State v. Fair

REINHARD, Judge.

Defendant was convicted by jury of first degree assault in violation of § 565.050, RSMo 1978 and sentenced to ten years imprisonment. He appeals. We affirm.

On March 24, 1984, Andrew Bullock left the A to Z Lounge in St. Louis and was walking down the street when someone said “Halt.” Bullock raised his hands and saw defendant standing against a building. Defendant moved closer and shot Bullock with a pistol. Bullock fell to the ground but regained his feet and returned to the lounge, where he collapsed. The police and an ambulance soon arrived, and Bullock was placed in the ambulance.

Police Officer Allen was driving his patrol car when he heard the gunshot. He saw defendant and another man crouched beside a building, and Bullock staggering down the street. Defendant handed the other man a pistol and ran for his car. Officer Allen apprehended defendant and took him to the ambulance where Bullock was lying. In the presence of Officer Al*15len, a second police officer, and three ambulance attendants, Bullock identified defendant as his assailant.

At trial, defense counsel attempted in closing argument to question Bullock’s identification of defendant from the ambulance, stating:

If Andrew Bullock said those things that Officer Allen said he did, then where are the other witnesses, the ambulance attendants, to verify it? They are not here. [The prosecution] didn’t bring them in here to verify that....

The ambulance attendants presumably would have testified on whether Bullock identified defendant on the night of the shooting. Defendant sought to draw an adverse inference from the prosecution’s failure to call the attendants as witnesses, implying that their testimony would have been damaging.

The prosecutor responded to defendant’s adverse inference argument during the rebuttal portion of closing argument. He said:

The ambulance drivers aren’t here. True. [Defense counsel] brought witnesses in — she’s a good attorney and don’t you think if those ambulance drivers contradicted the State’s case that she’d have them sitting right there?

Defendant objected, claiming that the state was attempting to argue an improper adverse inference. The court overruled the objection, stating that the prosecutor’s remarks were proper rebuttal to defendant’s argument. Defendant’s sole contention on appeal is that the court erred in overruling the objection to that rebuttal portion of the prosecution’s closing argument which sought to draw an adverse inference from defendant’s failure to call the ambulance attendants as witnesses. .

Our Supreme Court recently ruled on the propriety of prosecutors’ adverse inference arguments in State v. Moore, 620 S.W.2d 370 (Mo. banc 1981). In holding such argument permissible the Court said:

The trial court has considerable discretion in allowing or rejecting argument of counsel, and its rulings are reversible only for abuse of discretion where the argument is plainly unwarranted.
It is settled by numerous cases that the prosecuting attorney may comment on the failure of the defendant to call available witnesses who might reasonably be expected to give testimony in his favor. Such comments are permissible because a logical inference can be drawn from a failure to call these witnesses to testify that their testimony would be damaging rather than favorable, (citations omitted).

Id. at 373.

The prosecution cannot use the adverse inference argument, however, when the absent witness is equally available to both parties. As the Court noted in Moore, “... if a witness can be expected to testify favorably to one party, he is ‘peculiarly available’ to that party ...” and thus not equally available. Id. at 374.

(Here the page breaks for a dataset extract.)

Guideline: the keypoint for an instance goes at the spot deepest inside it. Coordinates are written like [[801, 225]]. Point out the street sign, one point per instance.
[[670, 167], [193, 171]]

The record here reveals that the ambulance attendants were equally available to both parties. The circumstances of this case are similar to those that occurred in State v. Johnson, 628 S.W.2d 904 (Mo.App.1982). In Johnson the defendant’s closing argument questioned the voluntariness of his confession by arguing that injuries sustained by defendant resulted from a police beating. Defendant sought to draw an adverse inference from the state’s failure to call as a witness the hospital doctor who treated defendant’s injuries, implying that the absent witness would have testified that the injuries were caused by a beating. As in the case at bar, the prosecution in Johnson retaliated in closing argument with an adverse inference of its own as to the significance of the witness’s absence. The court there permitted the retaliation, stating:

While it is true ... that a prosecutor may not complain of defense counsel’s failure to call a witness available to both parties, that rule is subject to an exception where, as here, the argument is made by way of retaliation in answering *16arguments made in the defendant’s closing argument, (citations omitted).

Id. at 912.

Since the defense here first raised the adverse inference as to the absence of the equally available ambulance attendants, there was no error in the state’s retaliation.

DOWD, P.J., and CRANDALL, J., concur.